Babasının Uhud’da şehit olmasından sonra Hz. Câbir dul bir kadınla evlenmişti. Resûlullah (a.s.m.) bu evlenmeden haberdar olduğu zaman, biraz da taaccüple kendisine, “Bakire mi, dul mu aldın?” diye sormuştu. Câbir (r.a.) şöyle cevap verdi:
“Ey Allah’ın Resûl’ü, biliyorsunuz, benim yedi kız kardeşim vardır. Onlara bakıp saçlarını tarayacak, besleyip büyütecek tecrübeli birisini almak istedim. Onun için dul bir kadını tercih ettim.”
Fevkalade yakışıklılığı ve kahramanlığıyla istediği kızla evlenebilecek durumda olan Câbir’in bu davranışı Resûlullah’ın (a.s.m.) çok hoşuna gitti ve “İsabet ettin, ey Câbir!” diyerek kendisini teyit buyurdu.[3]Câbir’in (r.a.) evlendiği Süheyme binti Mes’ud isimli kadın, daha sonraları İslam’a büyük hizmetlerde bulunmuştur.[4]
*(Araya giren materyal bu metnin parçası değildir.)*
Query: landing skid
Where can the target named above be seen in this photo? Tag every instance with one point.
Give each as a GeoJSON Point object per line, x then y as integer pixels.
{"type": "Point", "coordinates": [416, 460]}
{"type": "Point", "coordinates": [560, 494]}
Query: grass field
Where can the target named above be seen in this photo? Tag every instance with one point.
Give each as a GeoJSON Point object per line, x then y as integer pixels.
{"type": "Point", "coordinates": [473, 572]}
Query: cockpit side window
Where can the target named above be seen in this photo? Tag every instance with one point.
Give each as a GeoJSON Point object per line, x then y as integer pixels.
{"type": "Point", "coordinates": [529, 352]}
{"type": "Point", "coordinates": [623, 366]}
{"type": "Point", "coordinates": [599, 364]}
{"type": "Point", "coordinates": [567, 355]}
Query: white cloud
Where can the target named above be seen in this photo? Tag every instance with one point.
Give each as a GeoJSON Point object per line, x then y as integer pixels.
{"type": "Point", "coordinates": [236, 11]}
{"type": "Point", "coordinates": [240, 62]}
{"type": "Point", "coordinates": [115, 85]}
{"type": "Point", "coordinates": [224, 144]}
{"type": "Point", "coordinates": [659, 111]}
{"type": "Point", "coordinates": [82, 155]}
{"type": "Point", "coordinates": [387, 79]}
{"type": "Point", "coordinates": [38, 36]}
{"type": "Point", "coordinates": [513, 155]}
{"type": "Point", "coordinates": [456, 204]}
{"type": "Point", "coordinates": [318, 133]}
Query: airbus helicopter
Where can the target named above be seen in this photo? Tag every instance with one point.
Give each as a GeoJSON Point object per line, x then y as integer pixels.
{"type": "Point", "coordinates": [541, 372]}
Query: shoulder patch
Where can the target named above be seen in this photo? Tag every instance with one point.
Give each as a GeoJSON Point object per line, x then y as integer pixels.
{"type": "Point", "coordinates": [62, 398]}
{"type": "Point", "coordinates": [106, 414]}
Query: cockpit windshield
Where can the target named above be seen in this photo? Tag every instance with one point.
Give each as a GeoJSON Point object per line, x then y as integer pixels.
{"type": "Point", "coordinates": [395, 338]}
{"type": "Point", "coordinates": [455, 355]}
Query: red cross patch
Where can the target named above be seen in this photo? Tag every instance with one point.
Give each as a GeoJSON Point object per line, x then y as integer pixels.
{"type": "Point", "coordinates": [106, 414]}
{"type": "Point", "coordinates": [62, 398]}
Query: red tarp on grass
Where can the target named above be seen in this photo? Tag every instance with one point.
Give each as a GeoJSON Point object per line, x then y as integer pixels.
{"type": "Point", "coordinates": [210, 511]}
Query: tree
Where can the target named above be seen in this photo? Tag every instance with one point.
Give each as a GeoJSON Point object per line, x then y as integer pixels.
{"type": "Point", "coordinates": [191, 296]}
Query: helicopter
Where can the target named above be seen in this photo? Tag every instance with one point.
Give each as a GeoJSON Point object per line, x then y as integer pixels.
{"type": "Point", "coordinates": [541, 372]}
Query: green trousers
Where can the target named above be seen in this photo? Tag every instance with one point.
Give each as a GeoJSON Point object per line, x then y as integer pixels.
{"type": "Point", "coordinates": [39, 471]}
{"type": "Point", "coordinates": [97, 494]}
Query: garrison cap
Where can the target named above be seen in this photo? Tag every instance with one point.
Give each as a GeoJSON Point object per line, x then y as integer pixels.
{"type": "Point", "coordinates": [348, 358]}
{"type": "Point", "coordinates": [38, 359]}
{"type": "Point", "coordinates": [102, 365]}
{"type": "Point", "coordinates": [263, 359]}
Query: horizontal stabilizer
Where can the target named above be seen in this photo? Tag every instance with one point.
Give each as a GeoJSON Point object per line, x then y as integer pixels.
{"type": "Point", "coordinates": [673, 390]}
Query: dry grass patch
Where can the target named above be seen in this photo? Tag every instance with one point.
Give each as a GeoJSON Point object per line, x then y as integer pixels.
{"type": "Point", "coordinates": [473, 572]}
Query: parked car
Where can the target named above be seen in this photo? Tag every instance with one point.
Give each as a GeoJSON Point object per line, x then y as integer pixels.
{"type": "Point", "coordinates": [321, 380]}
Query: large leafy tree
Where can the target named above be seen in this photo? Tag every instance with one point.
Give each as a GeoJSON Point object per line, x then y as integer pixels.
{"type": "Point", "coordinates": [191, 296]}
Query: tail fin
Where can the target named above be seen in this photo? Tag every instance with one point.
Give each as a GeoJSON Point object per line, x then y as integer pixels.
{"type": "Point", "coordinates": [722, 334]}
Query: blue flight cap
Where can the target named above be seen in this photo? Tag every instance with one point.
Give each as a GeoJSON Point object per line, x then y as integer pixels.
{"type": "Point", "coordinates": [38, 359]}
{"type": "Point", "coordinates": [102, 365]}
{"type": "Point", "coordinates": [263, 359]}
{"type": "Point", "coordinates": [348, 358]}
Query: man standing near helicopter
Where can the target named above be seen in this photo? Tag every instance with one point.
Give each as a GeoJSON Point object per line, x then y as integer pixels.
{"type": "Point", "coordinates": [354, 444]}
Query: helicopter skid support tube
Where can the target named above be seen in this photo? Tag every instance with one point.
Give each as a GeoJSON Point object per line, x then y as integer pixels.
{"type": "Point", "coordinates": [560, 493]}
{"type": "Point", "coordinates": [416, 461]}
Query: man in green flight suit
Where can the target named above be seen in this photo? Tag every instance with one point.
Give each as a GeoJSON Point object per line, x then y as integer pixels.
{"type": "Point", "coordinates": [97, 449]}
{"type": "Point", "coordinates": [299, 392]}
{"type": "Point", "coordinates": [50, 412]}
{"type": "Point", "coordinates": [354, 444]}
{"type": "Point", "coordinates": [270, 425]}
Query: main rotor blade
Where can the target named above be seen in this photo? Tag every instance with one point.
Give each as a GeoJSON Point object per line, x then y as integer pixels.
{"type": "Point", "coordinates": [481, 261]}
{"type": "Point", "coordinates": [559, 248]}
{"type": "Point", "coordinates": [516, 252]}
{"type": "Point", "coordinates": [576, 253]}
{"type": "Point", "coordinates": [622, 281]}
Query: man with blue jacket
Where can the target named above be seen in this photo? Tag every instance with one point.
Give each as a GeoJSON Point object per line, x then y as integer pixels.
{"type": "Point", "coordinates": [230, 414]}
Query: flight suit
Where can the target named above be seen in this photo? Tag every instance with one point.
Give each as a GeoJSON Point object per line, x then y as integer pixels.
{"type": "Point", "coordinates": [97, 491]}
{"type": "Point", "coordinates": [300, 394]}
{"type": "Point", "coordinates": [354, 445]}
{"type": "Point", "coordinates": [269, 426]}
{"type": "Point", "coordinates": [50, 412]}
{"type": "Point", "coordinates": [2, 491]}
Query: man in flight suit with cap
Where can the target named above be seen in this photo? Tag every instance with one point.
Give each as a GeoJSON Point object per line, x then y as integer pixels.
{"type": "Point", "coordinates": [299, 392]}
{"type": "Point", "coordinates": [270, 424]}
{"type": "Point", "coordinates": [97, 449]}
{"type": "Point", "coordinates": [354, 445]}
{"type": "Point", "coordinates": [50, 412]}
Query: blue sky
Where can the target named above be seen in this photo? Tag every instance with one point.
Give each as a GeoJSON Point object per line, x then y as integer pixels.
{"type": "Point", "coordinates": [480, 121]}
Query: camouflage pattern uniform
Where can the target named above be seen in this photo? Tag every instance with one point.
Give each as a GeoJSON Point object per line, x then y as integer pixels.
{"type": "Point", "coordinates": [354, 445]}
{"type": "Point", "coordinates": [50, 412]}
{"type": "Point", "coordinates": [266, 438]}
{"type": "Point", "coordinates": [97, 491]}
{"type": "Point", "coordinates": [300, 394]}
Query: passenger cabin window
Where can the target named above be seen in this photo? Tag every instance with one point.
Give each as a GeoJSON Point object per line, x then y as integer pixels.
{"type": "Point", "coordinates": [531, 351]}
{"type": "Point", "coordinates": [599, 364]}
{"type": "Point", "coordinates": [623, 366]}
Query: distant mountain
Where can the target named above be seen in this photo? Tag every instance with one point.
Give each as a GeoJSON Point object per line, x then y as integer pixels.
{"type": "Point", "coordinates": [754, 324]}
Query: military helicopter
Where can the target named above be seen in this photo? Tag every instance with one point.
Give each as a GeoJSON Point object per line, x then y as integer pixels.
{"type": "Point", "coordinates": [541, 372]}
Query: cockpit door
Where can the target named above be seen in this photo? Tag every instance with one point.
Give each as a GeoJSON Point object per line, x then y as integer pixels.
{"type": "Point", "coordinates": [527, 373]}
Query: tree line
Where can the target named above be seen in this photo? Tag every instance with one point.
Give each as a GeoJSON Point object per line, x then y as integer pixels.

Ensar’ın ileri gelenlerinden olan Hz. Câbir, Medine’ye iki kilometre kadar uzak bir mesafede oturmasına rağmen, Peygamber Mescidi’nde, Peygamberimizin (a.s.m.) imamlığında kılınan bütün vakit namazlarına iştirak ederdi. Hz. Câbir’in kabilesi olan Selemeoğulları bir ara Mescid-i Nebevî civarında boş olan yere yerleşmek istedi. Bunu haber alan Resûlullah, “Ey Selemeoğulları! Yurtlarınızdan ayrılmayınız ki, izleriniz [sevaplarınız] çok olsun.” buyurdu.[5]
Hendek Harbi sırasında Müslümanlar en sıkıntılı günlerini yaşıyorlardı. Müslümanlar bir taraftan hendek kazarak muhasara için hazırlık yapıyorlar, diğer taraftan da açlık tehlikesiyle karşı karşıya bulunuyorlardı. Hz. Câbir’in (r.a.) rivayet ettiği bir hadise, Müslümanların bu harpte çektikleri sıkıntı ve ıstıraplarının açık bir misalidir.